Chi si premura di offrire, viene sempre ricompensato. Quanto più suddivide il proprio affetto, tanto più esso si moltiplica".

Scorrendo i Social, abbiamo trovato una importante e profonda riflessione di don Giuseppe Pani, Docente di Teologia Morale presso Issr di Sassari, che intendiamo rilanciare, convinti della verità delle sue affermazioni. 

"Di lavoro si discute tanto - ha scritto il teologo - considerandolo semplicemente un "qualcosa di materiale" legato al salario, alla sopravvivenza. Si evita la domanda fondamentale: che cos'è il lavoro? Il lavoro è sempre un ' "attività spirituale": dietro una qualsiasi esperienza lavorativa c'è in ballo la libertà di una persona che ha scelto, spesso non fra tante possibilità, un lavoro e una professione. 

Persona che, malgrado tutto, si sforza di "fare bene" il suo lavoro. Ogni lavoro "ben fatto" è un'attività "morale" e "spirituale", persino in un lager. Così scrive Primo Levi: «Ad Auschwitz ho notato spesso un fenomeno curioso: il bisogno del "lavoro ben fatto" è talmente radicato da spingere a far bene anche il lavoro imposto, schiavistico. Il muratore italiano che mi ha salvato la vita, portandomi cibo di nascosto per sei mesi, detestava i nazisti, il loro cibo, la loro lingua, la loro guerra; ma quando lo mettevano a tirar su muri, li faceva dritti e solidi, non per obbedienza ma per dignità professionale». 

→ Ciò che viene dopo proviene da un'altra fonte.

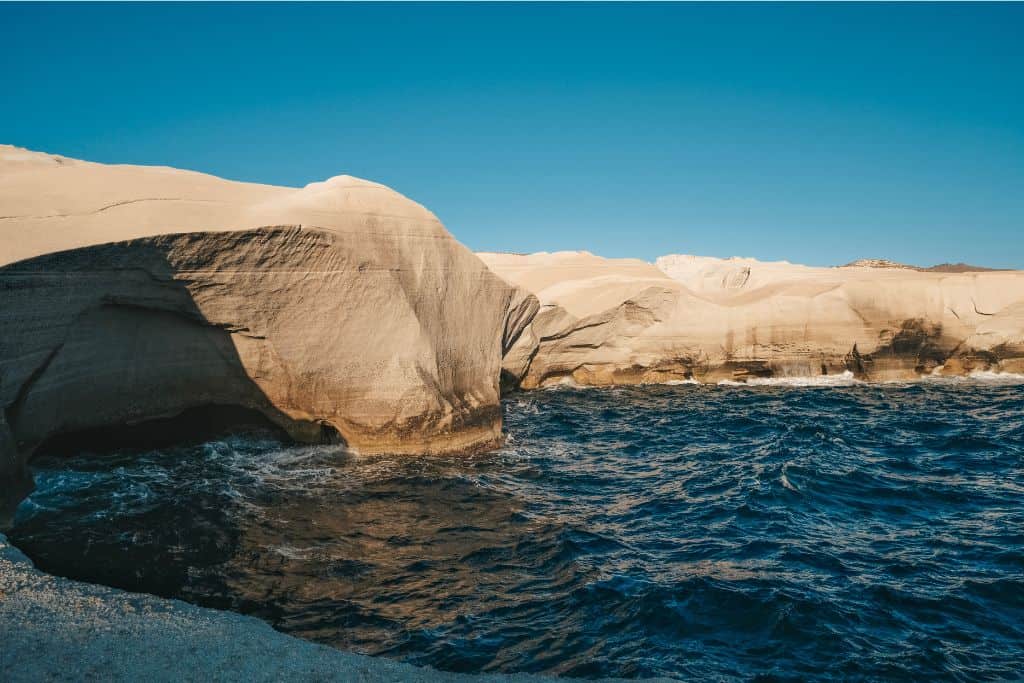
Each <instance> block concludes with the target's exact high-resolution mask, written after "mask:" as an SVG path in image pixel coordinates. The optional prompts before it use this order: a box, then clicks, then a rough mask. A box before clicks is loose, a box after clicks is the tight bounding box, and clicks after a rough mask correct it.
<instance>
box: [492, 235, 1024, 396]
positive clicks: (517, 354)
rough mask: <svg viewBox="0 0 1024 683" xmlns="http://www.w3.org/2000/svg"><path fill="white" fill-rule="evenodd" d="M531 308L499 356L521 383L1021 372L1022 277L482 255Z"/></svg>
mask: <svg viewBox="0 0 1024 683" xmlns="http://www.w3.org/2000/svg"><path fill="white" fill-rule="evenodd" d="M480 257H481V258H482V259H483V260H484V261H485V262H486V263H487V264H488V266H490V268H492V269H493V270H494V271H495V272H496V273H498V274H499V275H501V276H503V278H506V279H507V280H509V281H510V282H511V283H513V284H515V285H517V286H519V287H521V288H523V289H525V290H528V291H530V292H534V293H535V294H536V295H537V296H538V298H539V300H540V303H541V308H540V312H539V313H538V315H537V316H536V317H535V318H534V321H532V322H531V324H530V326H528V327H527V328H526V330H525V331H524V332H523V334H522V335H521V336H520V338H519V342H518V345H517V346H515V347H513V348H512V349H511V350H510V351H509V352H507V353H506V356H505V362H504V371H505V373H506V375H507V376H508V377H517V378H518V381H519V386H521V387H522V388H527V389H528V388H534V387H538V386H543V385H546V384H552V383H558V382H574V383H578V384H593V385H607V384H635V383H657V382H674V381H694V380H695V381H701V382H719V381H723V380H725V381H736V380H739V381H743V380H746V379H752V378H770V377H780V376H781V377H815V376H821V375H834V376H835V375H840V376H842V375H844V374H845V373H852V374H853V375H854V376H856V377H857V378H860V379H865V380H870V381H886V380H896V379H909V378H914V377H918V376H921V375H925V374H931V373H945V374H954V375H959V374H968V373H971V372H976V371H986V372H1013V373H1019V372H1021V371H1022V370H1024V272H1022V271H977V272H974V271H973V272H955V273H954V272H942V271H925V270H919V269H911V268H897V267H877V265H876V264H868V265H851V266H844V267H839V268H814V267H809V266H803V265H796V264H792V263H787V262H785V261H779V262H773V263H766V262H761V261H757V260H754V259H742V258H731V259H718V258H709V257H696V256H666V257H662V258H659V259H658V260H657V262H656V264H650V263H645V262H643V261H639V260H636V259H605V258H600V257H598V256H594V255H592V254H589V253H586V252H559V253H554V254H548V253H540V254H530V255H517V254H493V253H483V254H480Z"/></svg>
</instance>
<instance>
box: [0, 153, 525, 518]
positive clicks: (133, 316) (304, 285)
mask: <svg viewBox="0 0 1024 683" xmlns="http://www.w3.org/2000/svg"><path fill="white" fill-rule="evenodd" d="M531 299H532V297H531V296H530V295H528V294H523V293H521V292H517V290H516V289H515V288H513V287H511V286H509V285H508V284H507V283H505V282H504V281H502V280H501V279H499V278H497V276H495V275H494V274H493V273H492V272H490V270H488V269H487V268H486V267H485V266H484V265H483V263H482V262H481V261H480V260H479V259H478V258H477V257H476V256H474V255H473V254H472V253H471V252H470V251H468V250H467V249H466V248H465V247H463V246H462V245H460V244H459V243H458V242H457V241H456V240H455V239H454V238H453V237H452V236H451V234H450V233H449V232H447V231H446V230H445V229H444V227H443V226H442V225H441V223H440V222H439V221H438V220H437V218H436V217H435V216H434V215H433V214H431V213H430V212H429V211H427V210H426V209H425V208H423V207H422V206H420V205H419V204H416V203H415V202H413V201H411V200H409V199H407V198H404V197H402V196H401V195H398V194H397V193H395V191H394V190H392V189H389V188H388V187H385V186H384V185H381V184H377V183H374V182H369V181H366V180H360V179H358V178H353V177H350V176H345V175H342V176H338V177H334V178H331V179H329V180H327V181H325V182H314V183H311V184H309V185H306V186H305V187H301V188H291V187H276V186H270V185H260V184H252V183H243V182H232V181H228V180H223V179H220V178H217V177H214V176H210V175H205V174H202V173H195V172H189V171H181V170H176V169H171V168H159V167H141V166H108V165H102V164H94V163H88V162H82V161H76V160H72V159H67V158H63V157H56V156H51V155H46V154H39V153H34V152H29V151H26V150H20V148H17V147H11V146H7V145H3V146H0V327H2V330H0V482H3V483H4V485H3V486H2V487H0V498H3V494H7V498H8V499H15V500H16V499H17V498H19V497H20V495H22V494H24V490H23V489H24V485H27V474H26V468H25V465H26V463H27V461H28V459H29V458H31V457H32V455H33V453H35V452H36V451H37V449H38V447H39V446H41V445H43V444H45V443H46V442H47V441H50V440H52V439H53V438H54V437H59V436H61V435H67V434H69V433H84V432H90V430H91V433H94V432H95V430H97V429H105V428H113V427H118V426H122V425H131V424H134V423H139V422H143V421H148V420H153V419H157V418H171V417H173V416H179V415H183V414H187V413H188V411H190V410H196V409H204V408H208V407H232V408H240V409H245V410H248V411H252V412H255V413H258V414H260V415H261V416H262V417H263V418H265V419H266V420H268V421H269V422H270V423H272V424H274V425H276V426H278V427H280V428H283V429H284V430H286V431H287V432H289V433H290V434H291V435H292V436H293V437H295V438H297V439H299V440H303V441H319V440H336V439H341V440H344V441H345V442H347V443H348V444H349V445H351V446H353V447H355V449H357V450H358V451H360V452H381V451H387V452H390V453H409V454H424V453H440V452H447V453H451V452H465V451H473V450H479V449H485V447H489V446H492V445H494V444H496V443H497V442H498V440H499V439H500V437H501V410H500V405H499V377H500V372H501V358H502V352H503V343H504V344H506V345H510V344H511V343H512V341H513V340H514V337H515V335H516V334H518V331H520V330H521V329H522V327H524V325H525V323H524V321H523V319H522V318H523V317H525V318H527V319H528V318H529V317H530V305H531V304H530V300H531ZM534 305H536V302H535V304H534ZM507 326H509V329H508V330H507V329H506V327H507ZM17 481H20V482H22V485H15V484H16V482H17ZM11 482H15V483H11ZM8 484H10V485H8ZM14 490H18V492H19V493H17V494H12V493H11V492H14Z"/></svg>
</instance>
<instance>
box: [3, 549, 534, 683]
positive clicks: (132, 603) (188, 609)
mask: <svg viewBox="0 0 1024 683" xmlns="http://www.w3.org/2000/svg"><path fill="white" fill-rule="evenodd" d="M0 633H2V634H3V638H2V643H0V680H3V681H7V682H9V683H20V682H22V681H25V682H26V683H29V682H32V683H35V682H36V681H85V680H97V681H126V682H127V681H285V680H307V681H346V682H355V681H358V682H361V683H390V682H397V681H410V682H421V683H434V682H436V683H459V682H461V681H466V682H468V681H483V682H489V683H530V682H542V681H547V680H552V679H550V678H547V677H542V676H532V675H526V674H513V675H502V674H493V675H462V674H451V673H446V672H441V671H437V670H434V669H429V668H421V667H414V666H412V665H407V664H401V663H398V661H392V660H390V659H385V658H382V657H372V656H367V655H361V654H352V653H349V652H342V651H340V650H336V649H334V648H332V647H328V646H326V645H317V644H315V643H311V642H307V641H304V640H300V639H298V638H293V637H292V636H287V635H285V634H282V633H279V632H276V631H274V630H273V629H271V628H270V627H269V626H268V625H267V624H265V623H263V622H261V621H259V620H257V618H253V617H249V616H243V615H241V614H234V613H231V612H225V611H219V610H216V609H207V608H203V607H197V606H195V605H190V604H188V603H185V602H181V601H178V600H165V599H162V598H157V597H154V596H150V595H139V594H135V593H127V592H125V591H120V590H117V589H113V588H106V587H102V586H94V585H91V584H83V583H80V582H75V581H70V580H68V579H60V578H57V577H51V575H49V574H46V573H44V572H42V571H39V570H38V569H36V568H35V567H34V566H33V564H32V562H31V561H30V560H29V558H27V557H26V556H25V555H24V554H23V553H22V552H20V551H18V550H17V549H16V548H14V547H13V546H11V545H10V544H9V543H8V542H7V539H6V538H5V537H4V536H2V535H0Z"/></svg>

Sono vicino a tutti coloro che, malgrado la loro disperata richiesta di riconoscimento-riconoscenza per il loro lavoro "ben fatto", vivono non solo un dramma economico, ma anche ciò che una certa politica, e anche una parte di Chiesa troppo lontana dalla realtà (nelle nostre parrocchie si parla poco di lavoro, mercato e finanza), sembra da sempre dimenticare: la sofferenza psicologica, morale e spirituale".